Kafka AdminClient 性能注意事项

[英]Kafka AdminClient performance considerations

I would like to dynamically create Kafka topics.我想动态创建 Kafka 主题。 In my case, there can be up to several hundred topics in the application.就我而言,应用程序中最多可以有数百个主题。 There can be multiple concurrent calls to this method for each topic during system startup.在系统启动期间,每个主题可以多次并发调用此方法。

The AdminClient object has local scope, so it will be created every time. AdminClient object本地有scope,所以每次都会创建。 I suspect that a socket and a connection to the Kafka broker are opened underneath, so this solution is not optimal in terms of performance, as there may be several hundred connections open in memory at any one time.我怀疑下面打开了一个套接字和一个到 Kafka 代理的连接,所以这个解决方案在性能方面不是最优的,因为 memory 中可能随时打开数百个连接。

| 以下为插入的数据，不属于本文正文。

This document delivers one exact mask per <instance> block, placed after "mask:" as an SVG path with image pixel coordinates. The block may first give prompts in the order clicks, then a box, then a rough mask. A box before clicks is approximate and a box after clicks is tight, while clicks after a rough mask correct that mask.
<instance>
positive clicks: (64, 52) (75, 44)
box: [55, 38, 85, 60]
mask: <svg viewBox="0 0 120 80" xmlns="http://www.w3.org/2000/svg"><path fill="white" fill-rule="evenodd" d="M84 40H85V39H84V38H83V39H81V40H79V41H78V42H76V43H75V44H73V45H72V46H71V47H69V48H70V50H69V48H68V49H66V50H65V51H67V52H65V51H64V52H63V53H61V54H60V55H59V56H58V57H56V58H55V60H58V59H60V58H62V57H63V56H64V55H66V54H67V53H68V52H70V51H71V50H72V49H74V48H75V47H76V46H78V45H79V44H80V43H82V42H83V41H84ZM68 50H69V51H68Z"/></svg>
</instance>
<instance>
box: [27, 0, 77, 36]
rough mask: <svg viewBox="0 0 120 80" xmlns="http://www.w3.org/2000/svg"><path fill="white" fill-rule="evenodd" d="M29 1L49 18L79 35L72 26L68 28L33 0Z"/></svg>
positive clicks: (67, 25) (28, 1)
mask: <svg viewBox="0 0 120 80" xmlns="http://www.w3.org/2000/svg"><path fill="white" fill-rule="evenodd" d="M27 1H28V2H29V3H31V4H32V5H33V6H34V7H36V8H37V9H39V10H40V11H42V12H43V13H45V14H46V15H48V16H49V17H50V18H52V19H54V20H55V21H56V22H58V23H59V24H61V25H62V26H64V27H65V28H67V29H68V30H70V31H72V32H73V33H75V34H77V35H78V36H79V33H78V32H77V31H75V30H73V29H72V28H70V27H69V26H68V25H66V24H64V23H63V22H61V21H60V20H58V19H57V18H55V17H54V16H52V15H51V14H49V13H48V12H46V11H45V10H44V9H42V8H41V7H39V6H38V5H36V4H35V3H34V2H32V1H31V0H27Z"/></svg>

import java.util.Collections;
import java.util.Properties;
import java.util.Set;
import java.util.concurrent.ConcurrentHashMap;
import java.util.concurrent.ExecutionException;
import lombok.RequiredArgsConstructor;
import org.apache.kafka.clients.admin.Admin;
import org.apache.kafka.clients.admin.AdminClientConfig;
import org.apache.kafka.clients.admin.CreateTopicsResult;
import org.apache.kafka.clients.admin.NewTopic;
import org.apache.kafka.common.KafkaFuture;
import org.slf4j.Logger;
import org.slf4j.LoggerFactory;
import org.springframework.beans.factory.annotation.Value;
import org.springframework.stereotype.Service;

@Service
@RequiredArgsConstructor
class TopicFactory {

   private final Logger log = LoggerFactory.getLogger(TopicFactory.class);

   private final Set<String> topics = ConcurrentHashMap.newKeySet();

   @Value("${kafka.bootstrap.servers}")
   private final String bootstrapServers;

   @Value("${kafka.topic.replication.factor}")
   private final String replicationFactor;
   
   void createTopicIfNotExists(String topicName, int partitionCount) {
      if (topics.contains(topicName)) {
         return;
      }
      Properties properties = new Properties();
      properties.put(AdminClientConfig.BOOTSTRAP_SERVERS_CONFIG, bootstrapServers);
      try (Admin admin = Admin.create(properties)) {
         if (isTopicExists(admin, topicName)) {
            topics.add(topicName);
            return;
         }
         NewTopic newTopic = new NewTopic(topicName, partitionCount, Short.parseShort(replicationFactor));
         CreateTopicsResult result = admin.createTopics(Collections.singleton(newTopic));
         KafkaFuture<Void> future = result.values().get(topicName);
         try {
            future.get();
            topics.add(topicName);
         } catch (InterruptedException e) {
            Thread.currentThread().interrupt();
            log.error("Interrupted exception occurred during topic creation", e);
         } catch (ExecutionException e) {
            log.error("Execution exception occurred during topic creation", e);
         }
      }
   }

   private boolean isTopicExists(Admin admin, String topicName) {
      try {
         return admin.listTopics().names().get().contains(topicName);
      } catch (InterruptedException e) {
         Thread.currentThread().interrupt();
         log.error("Interrupted exception occurred during topic creation", e);
         return false;
      } catch (ExecutionException e) {
         log.error("Execution exception occurred during topic creation", e);
         return false;
      }
   }
}

How to improve the performance of this solution?如何提高这个解决方案的性能? Is connection caching a good idea?连接缓存是个好主意吗? If so, in what way?如果真是这样,那么是以哪种方式? As an initialized field in a class or maybe using eg Guava cache or Suppliers.memoize(...) ?作为 class 中的初始化字段,或者可能使用例如 Guava 缓存或Suppliers.memoize(...) However, then the connection with the broker would have to be maintained all the time.然而,与经纪人的联系必须始终保持。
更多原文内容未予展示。